Bunny here at the keyboard on President’s Day.
Today I’m a happy pup because my humans will both be home to celebrate President’s Day. Mom says they used to get President Lincoln’s birthday and President Washington’s birthdays off, but now they celebrate President’s Day in between their birthdays. In any event, it means that we’ll have an extra day to enjoy time together, and maybe even get out for a little adventure since it was too cold to enjoy being out this weekend.
As Mom and I were talking about celebrating our Presidents, I started thinking about the exhibit I’d seen at the AKC Museum of the Dog that’s dedicated to some of the First Dogs who have lived in the White House. It turns out that a lot of Presidents have been dog lovers and have had canines living with them during their presidencies and other interesting tidbits.
I thought it would be fun to share some interesting presidential trivia today in honor of President’s Day.
I mean, many people know that our current President shares the White House with Bo and Sunny, the Portuguese Water Spaniels. It was rather famous when he told his daughters during his acceptance speech after winning his first presidential election that they could finally get a puppy.
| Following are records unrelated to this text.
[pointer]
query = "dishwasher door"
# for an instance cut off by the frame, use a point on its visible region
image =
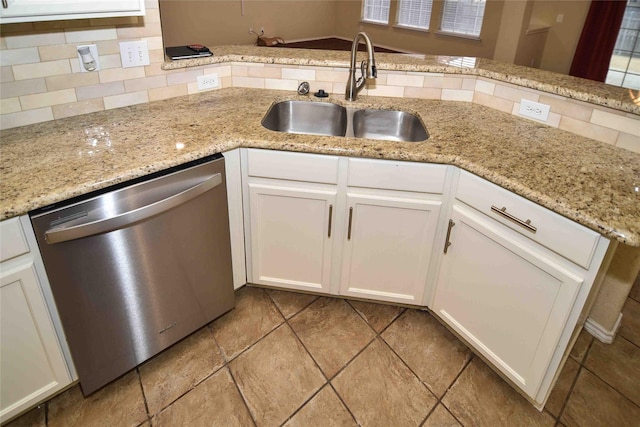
(137, 269)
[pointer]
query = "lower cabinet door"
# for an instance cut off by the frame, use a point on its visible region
(32, 365)
(387, 247)
(291, 236)
(505, 298)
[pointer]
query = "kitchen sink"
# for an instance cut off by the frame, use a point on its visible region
(314, 118)
(324, 118)
(389, 125)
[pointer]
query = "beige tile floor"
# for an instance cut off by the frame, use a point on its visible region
(282, 358)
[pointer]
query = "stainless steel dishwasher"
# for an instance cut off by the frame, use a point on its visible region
(137, 268)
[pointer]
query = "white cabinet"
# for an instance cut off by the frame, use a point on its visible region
(33, 366)
(290, 205)
(388, 246)
(46, 10)
(356, 227)
(512, 299)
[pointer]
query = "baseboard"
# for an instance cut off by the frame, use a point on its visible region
(599, 332)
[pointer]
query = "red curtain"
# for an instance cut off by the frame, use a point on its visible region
(598, 39)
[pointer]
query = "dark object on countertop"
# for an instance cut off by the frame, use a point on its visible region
(186, 52)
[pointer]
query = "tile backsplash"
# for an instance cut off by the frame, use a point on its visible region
(41, 80)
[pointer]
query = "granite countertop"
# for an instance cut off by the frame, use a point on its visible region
(571, 87)
(587, 181)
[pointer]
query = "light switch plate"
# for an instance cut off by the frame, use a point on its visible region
(134, 54)
(534, 110)
(208, 81)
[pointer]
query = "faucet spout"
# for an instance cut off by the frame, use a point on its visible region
(367, 68)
Soon, Bo was on his way to the White House and has been a rather charming part of the current presidency. But there have been lots of famous dogs through the years.
President Lincoln, along with being one of the most awesome presidents ever, had a Greyhound in his family coat of arms. There’s nothing to suggest that he had a Greyhound of his own, but I think it’s pretty cool that his ancestors chose to use a Greyhound to represent them for all time. I think it destined him for the greatness that he achieved in his life.
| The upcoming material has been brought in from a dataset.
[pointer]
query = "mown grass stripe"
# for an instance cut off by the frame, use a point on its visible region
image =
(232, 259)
The father of our country, our first President, George Washington was reported to be a dog lover, too. He once had a hound named Sweetlips and a Dalmation named Madame Moose. He’s said to have had a wide variety of pets in his lifetime, including some Greyhounds, Newfoundands, French Hounds, Briards and a variety of other spaniels, terriers and toy breeds. He was an avid fox hunter and his pack of hunting hounds had a kennel with a fresh spring of water that ran through it so the dogs would always have fresh water. He visited the kennel every morning and evening to spend time with his dogs.
President George H. W. Bush had an English Springer Spaniel named Millie who lived with him in the White House. He also had Ranger, one of Millie’s puppies, who is said to have been his favorite dog. When his son, President George W. Bush took office, he moved in with his own English Springer Spaniel named Spot who was also the son of Millie. He also had two Scottish Terriers named Miss Beasley and Barney. I guess being in the White House ran in both the human family and the canine family.
President Herbert Hoover had a wide variety of dogs while he was in office, including a German Shepherd named Pat and an Irish Wolfhound named Patrick. They weren’t the only dogs who lived in the White House during his term, there was also King Tut the Belgian Shepherd, a couple of Fox Terriers, an Elkhound, a Scottish Collie, a Setter and an Eskimo Dog. The part that really surprised me was that they also had a pair of alligators that were sometimes allowed to roam around on the White House grounds.
President Rutherford B. Hayes had several dogs including a Greyhound named Grim who lived in the White House with him. Grim became a bit of a celebrity while he was in office with President Hayes, although his favorite person was First Lady Lucy Hayes. Apparently, when Lucy would sing “The Star Spangled Banner” Grim would tilt back his head and howl along, much to the amusement of others. The press loved him and he was known to be a very good-natured dog.
I imagine these First Dogs have had a very important job.
I mean, we dogs all know that taking care of our humans after a hard day of work is an important part of our job. Imagine if your human were doing the most important job in the country and making decisions for your whole nation. That sounds like a lot of stuff for a human to worry about if you ask me. While I think it would be pretty cool to be the First Dog for four to eight years, I’m not sure I’d want to share my human with the whole world all the time. I tip my hat to all those dogs who have taken care of our presidents and I think they’ve all done a great job. I hope you’ve all enjoyed my little walk through canine and presidential history today.